Al abordar su vehículo ella notó que una gota gelatinosa se le deslizó por el muslo, como un ladrón nocturno que escapa de su fechoría.  Con una servilleta la recogió.  Enseguida notó que era la prueba fehaciente del final de una penetración; sin embargo, no reconoció el olor, claro está.  Se rozó los senos, se los reafirmó con las manos y advirtió que sus sostenes no le ajustaban como antes: habían sido removidos.

También, ya de regreso a la casa, se percató de sus fluctuaciones vaginales, propias del período posterior al coito con Marco Antonio; pero las delimitó y su procedencia no coincidía con su cónyuge, sino con la podrida alevosía de un canalla.  Así fue como hilvanando piezas armó el rompecabezas: “Nando me…” concluyó, mientras se cubría los labios con las manos.

Se detuvo.  La troposfera de sus ojos se activó a máxima capacidad: lloró inconmensurablemente… de tristeza… de rabia… de ira… de dolor… de impotencia.  Se sintió traicionada por el médico, por el amigo, por el padrino, por el hermano.  Luego apretó puños y dientes y juró hacerlo pagar.  Pero su conato de justicia duró poco.  ¿Cómo lo haría?

Consideró las posibilidades.  Eran muy reducidas; tres, para ser más específicos: La primera era demandarlo ante el Gremio: allí sus colegas, galenos responsables, tendrían algún código ético que protegería al paciente injuriado; en este caso: ella.  Pero esta alternativa, al igual que la segunda (llevarlo ella directamente a los tribunales y someterlo a la acción de la justicia), no prosperaría por una razón: para la ley, como para la entidad, son necesarias las pruebas.  Y ella no tenía.  El sedante que él le suministró duraría poco en su sangre, además de que él podía argumentar que procedía perfectamente su aplicación y quedar descargado, puesto que no había indicios de violación:  nada indicaba forcejeo ni resistencia. ¡No hubo, claro está!  Incluso él podía excusarse: “Fue ella quien me lo propuso”.

La tercera posibilidad era contárselo a Marco Antonio, pero “el hombre es como la ley: no le basta la verdad, necesita pruebas”, masculló.  Se maldijo a sí misma por ser mujer.  “Si fuera él quien me jura que no anduvo con una mujer, con la que dicen que sí ha salido, a mí me bastaría su palabra, pero…”.  Así le llegaban varios pensamientos que la atormentaban más.

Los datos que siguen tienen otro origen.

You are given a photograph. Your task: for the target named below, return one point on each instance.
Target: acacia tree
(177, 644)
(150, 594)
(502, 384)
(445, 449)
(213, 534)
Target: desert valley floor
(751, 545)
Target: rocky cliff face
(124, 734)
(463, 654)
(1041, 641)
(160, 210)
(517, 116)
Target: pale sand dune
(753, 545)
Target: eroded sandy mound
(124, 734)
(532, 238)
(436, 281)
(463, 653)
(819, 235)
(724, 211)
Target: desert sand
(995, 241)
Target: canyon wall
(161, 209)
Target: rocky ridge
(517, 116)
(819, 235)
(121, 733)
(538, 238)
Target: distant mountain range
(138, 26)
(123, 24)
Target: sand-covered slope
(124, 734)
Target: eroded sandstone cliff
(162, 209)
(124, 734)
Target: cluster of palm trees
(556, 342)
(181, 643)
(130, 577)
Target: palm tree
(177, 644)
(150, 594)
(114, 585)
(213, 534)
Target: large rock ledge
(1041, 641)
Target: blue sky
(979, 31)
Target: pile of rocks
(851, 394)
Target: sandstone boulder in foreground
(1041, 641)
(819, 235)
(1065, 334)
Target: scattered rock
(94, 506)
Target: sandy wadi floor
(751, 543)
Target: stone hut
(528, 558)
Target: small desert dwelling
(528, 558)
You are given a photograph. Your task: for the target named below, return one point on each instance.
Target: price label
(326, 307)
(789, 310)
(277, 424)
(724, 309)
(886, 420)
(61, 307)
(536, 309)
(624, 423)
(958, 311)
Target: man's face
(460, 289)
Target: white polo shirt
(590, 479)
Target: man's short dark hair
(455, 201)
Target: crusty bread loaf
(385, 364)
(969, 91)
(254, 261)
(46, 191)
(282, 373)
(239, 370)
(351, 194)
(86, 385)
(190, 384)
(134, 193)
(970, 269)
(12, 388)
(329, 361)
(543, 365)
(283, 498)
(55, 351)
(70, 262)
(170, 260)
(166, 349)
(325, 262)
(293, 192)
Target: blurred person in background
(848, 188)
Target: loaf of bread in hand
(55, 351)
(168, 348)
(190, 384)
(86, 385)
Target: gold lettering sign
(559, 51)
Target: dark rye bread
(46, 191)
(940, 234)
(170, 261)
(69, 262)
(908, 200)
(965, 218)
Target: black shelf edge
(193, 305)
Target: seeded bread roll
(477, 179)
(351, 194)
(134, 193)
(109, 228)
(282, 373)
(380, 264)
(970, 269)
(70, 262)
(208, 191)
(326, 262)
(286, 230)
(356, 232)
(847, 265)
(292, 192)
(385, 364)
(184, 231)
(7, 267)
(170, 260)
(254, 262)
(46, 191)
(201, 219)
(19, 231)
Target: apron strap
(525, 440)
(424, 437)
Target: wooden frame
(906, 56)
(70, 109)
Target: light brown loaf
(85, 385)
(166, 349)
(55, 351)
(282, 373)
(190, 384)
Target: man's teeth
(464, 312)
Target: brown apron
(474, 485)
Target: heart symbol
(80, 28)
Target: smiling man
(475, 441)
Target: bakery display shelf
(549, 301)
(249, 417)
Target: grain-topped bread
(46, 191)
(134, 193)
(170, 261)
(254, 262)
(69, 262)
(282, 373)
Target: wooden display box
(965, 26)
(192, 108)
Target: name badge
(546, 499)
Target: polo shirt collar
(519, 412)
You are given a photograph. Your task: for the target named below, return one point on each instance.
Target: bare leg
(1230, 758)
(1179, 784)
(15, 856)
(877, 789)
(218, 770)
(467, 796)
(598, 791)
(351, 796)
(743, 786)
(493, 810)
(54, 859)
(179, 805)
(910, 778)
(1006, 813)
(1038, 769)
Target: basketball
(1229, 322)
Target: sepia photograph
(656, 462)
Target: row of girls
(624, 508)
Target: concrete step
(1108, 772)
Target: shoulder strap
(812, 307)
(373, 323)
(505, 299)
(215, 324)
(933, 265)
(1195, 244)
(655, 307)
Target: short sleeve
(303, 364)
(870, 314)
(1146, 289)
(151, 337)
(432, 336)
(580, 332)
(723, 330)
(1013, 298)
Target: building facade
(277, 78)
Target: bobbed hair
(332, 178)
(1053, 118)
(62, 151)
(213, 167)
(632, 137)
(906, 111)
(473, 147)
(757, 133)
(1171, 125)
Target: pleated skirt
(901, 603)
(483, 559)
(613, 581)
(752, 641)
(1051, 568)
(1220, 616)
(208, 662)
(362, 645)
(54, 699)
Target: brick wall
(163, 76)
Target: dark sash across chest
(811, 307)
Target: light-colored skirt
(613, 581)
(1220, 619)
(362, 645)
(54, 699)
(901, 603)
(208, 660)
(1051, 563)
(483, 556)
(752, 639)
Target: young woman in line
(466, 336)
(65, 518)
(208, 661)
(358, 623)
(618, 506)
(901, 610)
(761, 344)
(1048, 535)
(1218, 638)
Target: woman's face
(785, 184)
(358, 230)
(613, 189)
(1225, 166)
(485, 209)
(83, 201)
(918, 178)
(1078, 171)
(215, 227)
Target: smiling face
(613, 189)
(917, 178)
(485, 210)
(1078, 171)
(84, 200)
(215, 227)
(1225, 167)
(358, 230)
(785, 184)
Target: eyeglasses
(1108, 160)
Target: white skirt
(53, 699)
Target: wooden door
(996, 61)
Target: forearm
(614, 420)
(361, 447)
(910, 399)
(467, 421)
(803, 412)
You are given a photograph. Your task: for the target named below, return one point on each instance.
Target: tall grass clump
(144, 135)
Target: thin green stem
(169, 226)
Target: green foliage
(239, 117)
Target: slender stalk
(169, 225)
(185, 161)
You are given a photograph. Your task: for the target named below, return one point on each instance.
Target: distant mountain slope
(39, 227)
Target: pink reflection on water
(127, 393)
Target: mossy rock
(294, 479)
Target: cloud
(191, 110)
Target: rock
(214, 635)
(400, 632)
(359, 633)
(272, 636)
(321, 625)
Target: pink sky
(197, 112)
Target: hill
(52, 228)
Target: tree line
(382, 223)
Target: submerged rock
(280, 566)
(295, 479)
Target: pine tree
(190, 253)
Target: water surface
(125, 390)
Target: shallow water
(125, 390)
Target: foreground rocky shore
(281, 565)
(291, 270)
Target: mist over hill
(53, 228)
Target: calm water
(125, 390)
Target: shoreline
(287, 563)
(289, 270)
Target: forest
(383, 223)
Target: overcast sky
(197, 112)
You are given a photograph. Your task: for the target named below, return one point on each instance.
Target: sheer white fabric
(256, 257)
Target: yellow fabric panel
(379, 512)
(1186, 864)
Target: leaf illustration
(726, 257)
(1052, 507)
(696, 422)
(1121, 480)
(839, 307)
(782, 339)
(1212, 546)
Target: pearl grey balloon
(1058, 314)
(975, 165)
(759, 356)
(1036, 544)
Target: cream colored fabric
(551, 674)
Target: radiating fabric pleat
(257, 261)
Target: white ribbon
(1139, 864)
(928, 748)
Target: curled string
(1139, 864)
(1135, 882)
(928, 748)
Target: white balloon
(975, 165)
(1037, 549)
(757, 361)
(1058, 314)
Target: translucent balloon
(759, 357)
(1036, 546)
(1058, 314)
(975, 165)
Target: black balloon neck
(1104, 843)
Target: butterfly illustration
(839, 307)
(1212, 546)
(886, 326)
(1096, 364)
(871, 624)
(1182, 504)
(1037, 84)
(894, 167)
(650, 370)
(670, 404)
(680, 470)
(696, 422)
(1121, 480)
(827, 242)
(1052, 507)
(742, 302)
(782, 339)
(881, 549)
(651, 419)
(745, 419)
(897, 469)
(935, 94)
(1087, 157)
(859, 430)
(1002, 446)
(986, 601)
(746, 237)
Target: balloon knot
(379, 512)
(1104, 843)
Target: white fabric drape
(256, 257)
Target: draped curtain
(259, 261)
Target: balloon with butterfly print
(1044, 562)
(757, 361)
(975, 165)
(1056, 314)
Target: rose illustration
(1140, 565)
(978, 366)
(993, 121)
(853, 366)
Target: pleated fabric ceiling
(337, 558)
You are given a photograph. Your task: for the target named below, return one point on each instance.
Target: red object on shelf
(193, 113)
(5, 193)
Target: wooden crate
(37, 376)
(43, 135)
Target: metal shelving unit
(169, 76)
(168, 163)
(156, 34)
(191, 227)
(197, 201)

Lejos de encontrar una salida, lo que encontró fue otra entrada al laberinto en el que la introdujo la vida.  Marco Antonio había llevado los niños a comprar unos libros que necesitaban.  Llegarían en cualquier momento.  Un par de risas infantiles penetraban a la casa desde el exterior.  La cerradura comenzó a girar. Un frío violento la dominó.  Se quedó paralizada.   “No se lo diré”, jadeó.  Entonces, una pregunta la fulminó con la potencia del rayo: “¿Y si estoy embarazada?”.  El crujir de la puerta sirvió de música de fondo, para la algarabía de los infantes y la detonante interrogación de su esposo: ¿Esmeralda, te ocurre algo?